Il centrodestra affonda il presidenzialismo, Meloni furiosa

Quella che Meloni aveva definito poco prima in Aula "la madre di tutte le riforme" naufraga in Aula. Tra assenze e missioni alla Camera mancano in 71 del centrodestra.

Stop alla proposta di legge per l’elezione diretta del Presiedente della Repubblica presentata da Fratelli d’Italia. La Camera ha infatti approvato gli emendamenti soppressivi degli articoli del provvedimento e respinto le proposte aggiuntive, quindi il testo risulta respinto.

Il voto

Sono risultati 71, dei quali 24 in missione, i deputati del centrodestra assenti alla Camera durante le votazioni sulla proposta di legge presentata da Fdi. Dei 37 rappresentanti di questo partito, 3 non erano in Aula, di cui 2 in missione. Per quanto riguarda gli altri partiti della coalizione, 39 gli assenti della Lega su 133, di cui 13 in missione; 23 quelli di Forza Italia su 80, di cui 7 in missione; 6 su 20 quelli di Coraggio Italia, di cui 2 in missione.

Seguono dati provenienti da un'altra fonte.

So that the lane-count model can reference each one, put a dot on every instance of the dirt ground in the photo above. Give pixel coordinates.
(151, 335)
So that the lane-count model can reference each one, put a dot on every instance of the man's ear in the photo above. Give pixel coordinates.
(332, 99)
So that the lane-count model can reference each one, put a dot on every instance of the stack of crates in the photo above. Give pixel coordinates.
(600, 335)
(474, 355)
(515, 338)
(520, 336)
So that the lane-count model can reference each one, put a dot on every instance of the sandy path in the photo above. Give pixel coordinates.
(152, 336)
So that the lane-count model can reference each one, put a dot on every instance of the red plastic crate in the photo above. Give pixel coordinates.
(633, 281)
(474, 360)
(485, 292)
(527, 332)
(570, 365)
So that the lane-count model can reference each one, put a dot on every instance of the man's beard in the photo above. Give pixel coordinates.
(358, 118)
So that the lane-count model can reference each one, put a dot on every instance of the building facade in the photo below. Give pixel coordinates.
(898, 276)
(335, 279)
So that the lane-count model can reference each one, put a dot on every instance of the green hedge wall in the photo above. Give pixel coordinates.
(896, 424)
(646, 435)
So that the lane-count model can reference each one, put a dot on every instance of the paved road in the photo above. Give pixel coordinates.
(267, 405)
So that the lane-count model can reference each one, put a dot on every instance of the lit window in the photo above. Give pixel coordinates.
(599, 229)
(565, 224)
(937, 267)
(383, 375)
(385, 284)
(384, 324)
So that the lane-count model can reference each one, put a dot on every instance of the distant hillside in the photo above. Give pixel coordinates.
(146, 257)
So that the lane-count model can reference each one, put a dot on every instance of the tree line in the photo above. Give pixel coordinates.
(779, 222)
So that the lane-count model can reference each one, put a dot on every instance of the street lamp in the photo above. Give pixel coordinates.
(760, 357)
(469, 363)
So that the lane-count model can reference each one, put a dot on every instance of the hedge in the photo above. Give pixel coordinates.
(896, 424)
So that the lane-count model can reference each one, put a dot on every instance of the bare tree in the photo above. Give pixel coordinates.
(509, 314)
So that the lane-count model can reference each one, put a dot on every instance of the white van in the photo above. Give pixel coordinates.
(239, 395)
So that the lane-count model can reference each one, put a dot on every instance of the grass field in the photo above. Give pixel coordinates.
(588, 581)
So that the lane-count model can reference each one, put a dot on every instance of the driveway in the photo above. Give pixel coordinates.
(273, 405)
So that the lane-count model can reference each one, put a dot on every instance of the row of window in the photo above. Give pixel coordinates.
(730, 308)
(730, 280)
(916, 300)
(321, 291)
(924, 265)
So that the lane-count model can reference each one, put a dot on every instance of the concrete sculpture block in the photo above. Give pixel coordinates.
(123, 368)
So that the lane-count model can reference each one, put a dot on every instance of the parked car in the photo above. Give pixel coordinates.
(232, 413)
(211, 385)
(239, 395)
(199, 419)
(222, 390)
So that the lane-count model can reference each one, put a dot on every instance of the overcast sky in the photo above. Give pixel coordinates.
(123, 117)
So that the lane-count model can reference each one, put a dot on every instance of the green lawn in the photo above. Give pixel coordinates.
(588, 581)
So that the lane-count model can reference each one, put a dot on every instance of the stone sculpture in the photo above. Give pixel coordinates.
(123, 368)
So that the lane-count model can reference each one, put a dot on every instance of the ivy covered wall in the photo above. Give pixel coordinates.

Le assenze nel centrodestra

Quella che Giorgia Meloni aveva definito poco prima in Aula “la madre di tutte le riforme” è dunque naufragata anche grazie alle numerose assenze nei gruppi parlamentari di Forza Italia e Lega. Un particolare, questo, che contribuirà a far salire ulteriormente la tensione tra Fratelli d’Italia e i partiti alleati.

L’ira della Meloni

La leader di FdI non ha intenzione di mollare, lo ha fatto capire ancora prima del voto in Aula, consapevole di come sarebbe potuta andare a finire: “Comunque andrà si sappia che FdI continuerà questa battaglia, per cui se la proposta non dovesse passare, alle prossime elezioni politiche chiederemo agli italiani un voto anche per questo”.

Tuttavia, almeno sul piano delle dichiarazioni pubbliche, evita le polemiche con gli alleati: “Il segnale del voto sul presidenzialismo per il centrodestra è stato buono, al di là delle nostre difficoltà, sulle grandi questioni fondamentali abbiamo una convergenza”.